All but three – UK, Sweden and Denmark – of Europe’s 15 member states will adopt the euro on 1 January 2001.
Over the next ten months criminals will be trying to ‘clean’ their ill-gotten gains as the twelve member states swap their indigenous currencies for the euro.John Abbot, director general of the National Criminal Intelligence Service, said: ‘This is the perfect opportunity for criminals to make funds clean in a new currency.
‘Large scale money laundering will characterise this period.’
But, he said the rush to launder money may prove a benefit to law enforcement agencies as ‘criminals will be putting their heads above the parapet’.
‘These transactions will make criminal gangs much more visible to law enforcement, which will potentially lead to more arrests and more disruption of their activities,’ said Abbot.
As well as an increase in money laundering, NCIS has pinpointed two other main threats – counterfeiting and fraud – and three periods of time over the next 16 months in which these threats will occur – pre-conversion period, conversion and post-conversion. The agency also warned of the potential for armed robbery as billions of euros are transported around Europe.
Abbot said: ‘In the pre-conversion period, from now to the end of December, fraudsters will be using traditional con tricks.

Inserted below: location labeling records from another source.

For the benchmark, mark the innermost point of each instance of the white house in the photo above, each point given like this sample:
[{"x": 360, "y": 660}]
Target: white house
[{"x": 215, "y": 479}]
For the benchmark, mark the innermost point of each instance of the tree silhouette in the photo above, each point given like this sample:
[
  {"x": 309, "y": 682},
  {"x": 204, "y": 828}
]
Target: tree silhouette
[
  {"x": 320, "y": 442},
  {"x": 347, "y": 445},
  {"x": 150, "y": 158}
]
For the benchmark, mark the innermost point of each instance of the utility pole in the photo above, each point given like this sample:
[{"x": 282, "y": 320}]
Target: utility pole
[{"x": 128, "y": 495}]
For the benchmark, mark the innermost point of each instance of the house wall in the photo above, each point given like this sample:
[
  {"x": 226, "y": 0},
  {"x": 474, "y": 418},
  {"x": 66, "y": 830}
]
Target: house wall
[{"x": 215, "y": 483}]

There may be attacks on cash in transit and in storage.
‘During conversion, from 1 January 2002 to mid-way through the year, criminals will exploit public, commercial and institutional confusion to their advantage. Exchange scams, cash smuggling and coin counterfeiting will emerge.’
‘When conversion is completed, sophisticated counterfeits will be the order of the day,’ he added.

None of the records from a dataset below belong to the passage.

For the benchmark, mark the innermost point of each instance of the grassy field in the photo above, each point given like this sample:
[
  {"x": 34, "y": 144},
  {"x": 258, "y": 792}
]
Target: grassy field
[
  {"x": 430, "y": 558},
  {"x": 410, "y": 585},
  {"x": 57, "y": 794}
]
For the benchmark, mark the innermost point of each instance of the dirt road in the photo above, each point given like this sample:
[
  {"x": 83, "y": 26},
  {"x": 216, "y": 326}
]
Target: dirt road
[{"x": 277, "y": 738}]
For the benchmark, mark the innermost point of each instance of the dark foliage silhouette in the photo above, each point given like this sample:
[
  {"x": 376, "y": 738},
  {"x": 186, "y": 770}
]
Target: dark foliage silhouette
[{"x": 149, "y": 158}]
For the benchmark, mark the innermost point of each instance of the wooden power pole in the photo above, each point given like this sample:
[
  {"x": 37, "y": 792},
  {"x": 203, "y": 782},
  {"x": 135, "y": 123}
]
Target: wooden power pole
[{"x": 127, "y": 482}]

Although the euro will not be legal tender in the UK, several British companies, such as Marks & Spencers, plan to accept euro notes and coins and millions of UK citizens will be travelling for business and pleasure to countries using the euro.
The transition period is expected to be the perfect opportunity for amateur fraudsters as well as more sophisticated organised criminals to dupe the general public. Abbot urged the British public not to be tempted by ‘cheap, quick and easy deals in pubs, clubs or on street corners’ when exchanging money into euros.
‘If the deal looks too good to be true, it is,’ said Abbot.